TaxProf Blog

Editor: Paul L. Caron, Dean
Pepperdine University School of Law

Thursday, January 30, 2014

Rosenthal Presents Local Public School Finance in a Time of Institutional Change Today at UCLA

RosentahlHoward Rosenthal (NYU, Department of Politics) presents The Twilight of the Setter? Local Public School Finance in a Time of Institutional Change (with Sean Corcoran (NYU, School of Culture, Education, and Human Development) & Thomas Romer (Princeton, Woodrow Wilson School of Public and International Affairs)) at UCLA today as part of its Tax Policy and Public Finance Colloquium hosted by Jason Oh, Kirk Stark, and Alexander Wu:

The operation and financing of primary and secondary public schools in the US is highly decentralized. Most of the budget of each of the 13,000+ school districts comes from a combination of local and state revenues. State constitutions and statutes determine the degree of local district autonomy and scope of taxing power.
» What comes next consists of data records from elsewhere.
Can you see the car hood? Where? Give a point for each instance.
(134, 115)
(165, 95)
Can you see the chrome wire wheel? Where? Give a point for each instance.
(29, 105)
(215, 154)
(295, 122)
As part of an ongoing project on the political economy of education finance, this paper reports on some developments in school spending in one state during a time when some of the state’s constitutional rules governing local school district taxing powers changed. In part, the paper provides a replication of tests of a model of bureaucratic agenda-setting in the financing of elementary and secondary public education.

In that agenda-setting model, a budget-maximizing agenda setter makes a proposal for a locally funded operating levy that must be approved by a referendum. In the basic model, the referendum is modeled as an ultimatum game where the agenda setter makes a take-it-or leave-it proposal to some pivotal voter. If a majority of the electorate rejects the proposal, the levy is an exogenously specified reversion level. The optimal, budget-maximizing proposal makes the pivotal voter indifferent between the proposal and the reversion. If the reversion is less than the most preferred level of spending of the pivotal voter, spending will be higher than this most preferred level. Hence, for low reversions, spending would exceed the level predicted by a median voter model (Romer and Rosenthal, Pub. Choice 1978, QJE 1979).

The original tests of this model used data from K-12 Oregon school districts with enrollments greater than 200 students for the school year 1971-72. The basic result was that a low reversion raised levies by as much as15 percent. More detailed results, e.g., about the situation in high-reversion districts, and the pattern of proposals and voting in referenda were also consistent with the model (Romer and Rosenthal, Econ. Inq. 1982; Filimon, Romer, and Rosenthal, J. Pub. Ec. 1982). We present here a replication of some of that earlier work using data for the 1982-83 through 1990-91 school years. During the first five years of that period, the constitutionally-defined rules were essentially the same as they were in 1971-72. Midway through the 1980s, the rules were changed, so the latter part of the period allows us to look at the response of districts to the changes.